I used to be a TV news junkie. When I lived in Los Angeles in the mid '80s, the three network newscasts came on back to back, and I watched each until one night I decided that Peter Jennings did the best job of presenting the news thoughtfully and objectively.
For the rest of the '80s, and then through
the '90s and early '00s, I continued to watch ABC News regularly, but then Peter
died and Charlie retired, and as much as I like Dianne and George, ABC is owned
by Disney and they have to compete with Fox, et al., entertainment trumps objectivity, and
no one seems to know what fair and balanced really means.
I
rarely watch television news anymore, preferring to get real and reliable news
from The Economist or The Christian Science Monitor, but
occasionally, like tonight, I do, and, I still tend to default to ABC. They are doing a series called Hunger at Home: Crisis in
America, and the segment I caught, "More
Americans in Their 50s Facing Hunger," profiled a "hungry"
50-something couple dealing with illness and job loss.
We tend to eat dinner on TV trays while watching the news if we are home early enough, but definitely Wheel of Fortune and Jeopardy (are gay couples really so different from straight couples?). Tonight's healthy dinner was curried chicken with carrots and sweet potatoes, brown rice, Tasty Bite Chunky Chick Peas, beet greens, and a nice Rosenblum zinfandel. We settled in and were looking forward to the hunger segment.
Then it started. Usually, I'm the one yelling at the TV, but Jim was in rare form
tonight. Both of us couldn't believe what we were seeing, and he was the
one hurling our horror at the hi-def. How could ABC be profiling two
clearly overweight people in a hunger series?! Were they blind?!
I went to the story at ABC
News to see what others were saying, and we were not alone. The vast
majority of comments reflected our own: ABC, are you effing kidding? Could you not
find a truly hungry family and not just two people with some serious food
dysfunctions? I added my own comment,
but checked back a little while later and saw it had been removed. I didn’t use any foul language, but I did
include a link to The Morton Report.
Maybe their ABC London correspondent, Nick Watt, doesn’t like Andrew,
but I'm guessing I wasn't supposed to put a plug in for TMR or Calorie Ken.
The couple profiled both had undisclosed illnesses, and I tried to give them
the benefit of the doubt—I wondered if their obesity was caused by their
illnesses. I mean, maybe they were just puffy from taking steroids. But, with a refrigerator full of sugar-laden
soda and other empty calories, I knew I was being too kind.

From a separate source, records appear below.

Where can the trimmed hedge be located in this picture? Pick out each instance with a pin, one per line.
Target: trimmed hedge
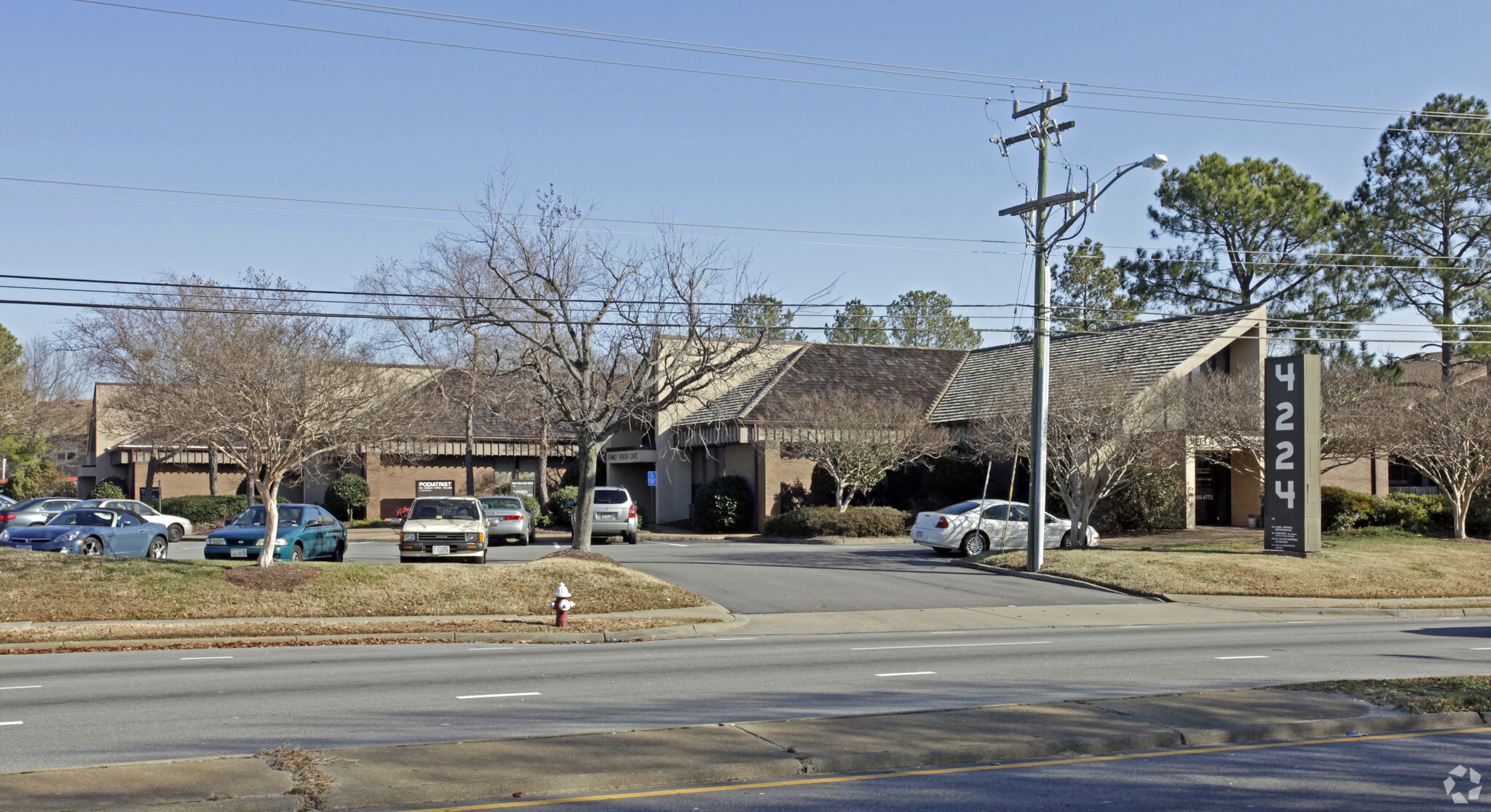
(203, 510)
(829, 522)
(724, 504)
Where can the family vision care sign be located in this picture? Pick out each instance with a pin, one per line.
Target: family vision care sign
(1292, 455)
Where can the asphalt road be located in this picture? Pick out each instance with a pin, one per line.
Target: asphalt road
(795, 577)
(93, 708)
(1368, 775)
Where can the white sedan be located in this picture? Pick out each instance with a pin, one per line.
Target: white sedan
(176, 526)
(970, 528)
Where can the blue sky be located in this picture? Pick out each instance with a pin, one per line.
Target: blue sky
(127, 97)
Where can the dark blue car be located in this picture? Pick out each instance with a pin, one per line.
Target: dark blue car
(93, 533)
(304, 533)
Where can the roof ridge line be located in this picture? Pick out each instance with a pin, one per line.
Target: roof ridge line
(770, 385)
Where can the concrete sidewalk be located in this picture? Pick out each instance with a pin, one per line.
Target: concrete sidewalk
(634, 759)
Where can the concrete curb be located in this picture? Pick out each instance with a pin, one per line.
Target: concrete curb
(663, 632)
(1047, 578)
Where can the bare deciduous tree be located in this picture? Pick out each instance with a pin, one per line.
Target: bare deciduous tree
(606, 335)
(251, 373)
(1226, 412)
(856, 439)
(1099, 435)
(1444, 429)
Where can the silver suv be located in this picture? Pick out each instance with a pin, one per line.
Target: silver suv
(614, 514)
(442, 528)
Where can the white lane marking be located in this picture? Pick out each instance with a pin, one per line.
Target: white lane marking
(949, 645)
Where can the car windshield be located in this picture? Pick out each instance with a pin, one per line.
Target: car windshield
(256, 516)
(443, 509)
(84, 519)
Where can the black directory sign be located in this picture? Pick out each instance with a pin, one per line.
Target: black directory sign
(436, 487)
(1292, 455)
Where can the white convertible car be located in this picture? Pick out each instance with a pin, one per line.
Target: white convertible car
(959, 529)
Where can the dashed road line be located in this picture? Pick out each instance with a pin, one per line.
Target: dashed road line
(950, 645)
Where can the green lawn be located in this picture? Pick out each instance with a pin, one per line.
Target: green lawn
(50, 587)
(1357, 565)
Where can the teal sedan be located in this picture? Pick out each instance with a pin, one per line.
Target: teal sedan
(304, 533)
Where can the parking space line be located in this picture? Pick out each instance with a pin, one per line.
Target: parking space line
(949, 645)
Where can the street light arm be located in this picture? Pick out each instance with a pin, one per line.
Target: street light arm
(1092, 200)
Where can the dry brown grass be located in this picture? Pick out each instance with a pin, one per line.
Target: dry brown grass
(1431, 695)
(50, 587)
(303, 628)
(1354, 568)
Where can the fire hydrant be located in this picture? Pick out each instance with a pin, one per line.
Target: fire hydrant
(563, 605)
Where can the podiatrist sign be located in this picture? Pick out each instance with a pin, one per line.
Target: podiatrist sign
(1292, 455)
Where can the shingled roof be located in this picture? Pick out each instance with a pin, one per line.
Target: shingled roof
(995, 379)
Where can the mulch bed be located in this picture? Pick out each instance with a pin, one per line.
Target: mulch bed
(281, 577)
(580, 554)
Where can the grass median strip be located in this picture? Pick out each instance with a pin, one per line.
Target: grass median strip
(1429, 695)
(1354, 567)
(50, 587)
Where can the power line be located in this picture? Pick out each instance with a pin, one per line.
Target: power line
(859, 65)
(387, 38)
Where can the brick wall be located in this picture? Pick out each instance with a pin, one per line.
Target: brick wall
(774, 474)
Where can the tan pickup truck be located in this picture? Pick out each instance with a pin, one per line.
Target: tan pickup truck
(443, 528)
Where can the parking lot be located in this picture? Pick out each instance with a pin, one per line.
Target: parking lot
(764, 577)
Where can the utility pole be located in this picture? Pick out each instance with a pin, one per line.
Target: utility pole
(1043, 133)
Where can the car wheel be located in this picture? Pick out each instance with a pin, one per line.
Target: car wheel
(974, 544)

A more likely
possibility is that their obesity caused their illnesses, but, what was very
clear is that they didn’t need help paying for food; they needed food
interventions and behavior modification!
Some of the stories in this series are legitimate, and reporter, Steve
Osunsami’s “Reporter’s
Notebook” story about growing up hungry is moving. However, I
can’t imagine what the ABC News producers were thinking when they aired this
segment and then, adding insult to injury, ended it by asking us to give
money to Feeding America. Hunger at home is real, however the crisis in
America is not that people are starving, but that, as a society, we are so
blind to our food dysfunctions that even a respected news organization can't
distinguish between bad habits and real hunger.